No governo, o liberalismo democrático brasileiro tende a ser mais cauteloso, hesitando a respeito da conveniência e do ritmo da expansão dos direitos sociais e políticos. Acreditando que a colonização teria conformado uma sociedade inclinada a soluções políticas messiânicas, populistas e estatistas, os liberais acabam por não confiar no “bom senso” das massas. Daí a tendência a um excesso de moderação que conduz ao elitismo, ou seja, a circunscrever o centro decisório a uma minoria homogênea de cidadãos em termos de renda e cultura.

Desde que a democratização começou a surgir no horizonte, a partir da Campanha Abolicionista com Joaquim Nabuco e, depois, com a Campanha Civilista de Rui Barbosa, a classe média entrou no radar dos liberais. Como segmento social, exprimiria as qualidades da sociedade civil, por sua sensibilidade a temas como participação política, liberdade, mérito e moralidade.

Entretanto, por vezes, os liberais democráticos se perceberam em um clima de polarização entre a esquerda e a direita radicais que reduzia o seu espaço de atuação em defesa das liberdades públicas e inclinava o país para o autoritarismo. A sociedade brasileira parecia não se adequar à pedagogia dos valores cosmopolitas liberais.

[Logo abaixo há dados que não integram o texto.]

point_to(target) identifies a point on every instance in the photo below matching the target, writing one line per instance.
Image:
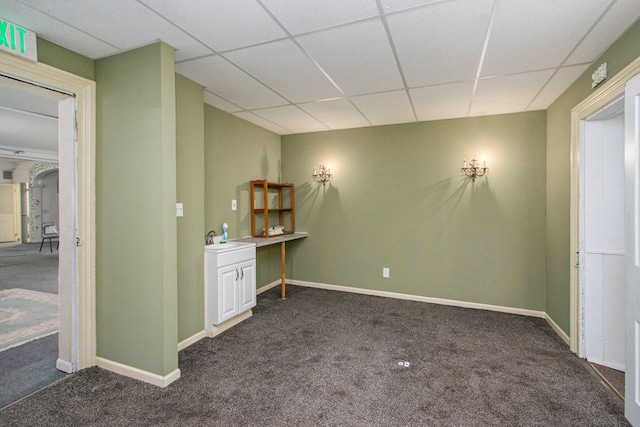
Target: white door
(247, 284)
(632, 249)
(602, 236)
(8, 232)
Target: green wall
(136, 278)
(237, 152)
(559, 251)
(64, 59)
(397, 201)
(190, 192)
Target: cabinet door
(227, 293)
(247, 285)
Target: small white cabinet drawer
(234, 257)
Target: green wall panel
(237, 152)
(559, 251)
(190, 192)
(136, 284)
(397, 201)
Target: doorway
(602, 240)
(604, 96)
(77, 224)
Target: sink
(229, 246)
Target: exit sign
(17, 40)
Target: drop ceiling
(295, 66)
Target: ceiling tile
(442, 101)
(535, 35)
(292, 118)
(259, 121)
(617, 20)
(395, 5)
(337, 114)
(556, 86)
(220, 103)
(358, 57)
(385, 108)
(284, 68)
(302, 16)
(56, 31)
(442, 42)
(222, 25)
(130, 24)
(230, 83)
(508, 94)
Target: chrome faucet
(208, 239)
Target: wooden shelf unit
(281, 210)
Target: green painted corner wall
(136, 277)
(237, 152)
(558, 178)
(397, 201)
(64, 59)
(190, 192)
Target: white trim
(602, 96)
(440, 301)
(268, 286)
(558, 330)
(217, 330)
(77, 341)
(192, 340)
(64, 366)
(615, 366)
(138, 374)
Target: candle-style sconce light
(322, 175)
(473, 170)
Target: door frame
(603, 96)
(77, 343)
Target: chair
(49, 231)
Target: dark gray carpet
(332, 359)
(22, 266)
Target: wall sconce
(323, 175)
(474, 170)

Inoculada nas massas, a hostilidade a esses valores inclinaram-nas à tutela de um líder carismático; daí a fortuna de um conceito controverso como o de “populismo” tanto entre liberais quanto entre socialistas cosmopolitas. Tal diagnóstico leva muitos liberais democráticos a periodicamente advogarem mecanismos institucionais como o parlamentarismo e o judiciarismo.

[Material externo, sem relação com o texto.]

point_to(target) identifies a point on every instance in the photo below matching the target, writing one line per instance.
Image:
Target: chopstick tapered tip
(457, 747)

Este último é uma velha aspiração que data da queda da Monarquia e encontrou seus grandes defensores em Rui Barbosa e Pedro Lessa, para quem a República transferira para o Supremo Tribunal a função arbitral exercida antes pelo Poder Moderador.

Somente na Nova República, todavia, com a retirada de cena do Exército, o judiciarismo se tornou hegemônico, auxiliado pelo desenho institucional da Constituição de 1988. No começo do século 21, voltou a ser apresentado como um remédio para as tendências corruptoras e oligárquicas da representação política.

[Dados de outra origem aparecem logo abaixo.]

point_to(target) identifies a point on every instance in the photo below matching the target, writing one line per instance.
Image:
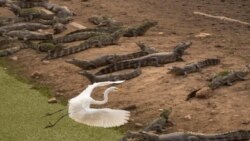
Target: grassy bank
(21, 111)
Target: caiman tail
(208, 62)
(241, 135)
(117, 67)
(82, 63)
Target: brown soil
(227, 109)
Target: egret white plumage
(80, 111)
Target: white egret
(80, 110)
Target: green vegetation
(21, 112)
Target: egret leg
(50, 114)
(52, 125)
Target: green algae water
(21, 117)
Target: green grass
(21, 111)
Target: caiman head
(165, 113)
(149, 23)
(176, 70)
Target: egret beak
(116, 89)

Em épocas de polarização e crise aguda do Estado de Direito, quando as instituições constitucionais parecem indiferentes ou hostis à cultura do liberalismo, nasceu frequentemente entre os liberais democratas brasileiros a tentação do golpismo.

Desde 1889, o liberalismo nacional tendeu a encarar esse recurso como legítimo em momentos críticos para salvar a liberdade contra seus inimigos percebidos como autoritários. Quem melhor representou essa ambiguidade foi o próprio Rui Barbosa. O temor de um eventual reinado reacionário da princesa Isabel o fez embarcar no golpe militar e a se tornar ministro da ditadura republicana, interpretada por ele como um autoritarismo transitório que preparava um Estado de Direito mais sólido, conforme o figurino estadunidense.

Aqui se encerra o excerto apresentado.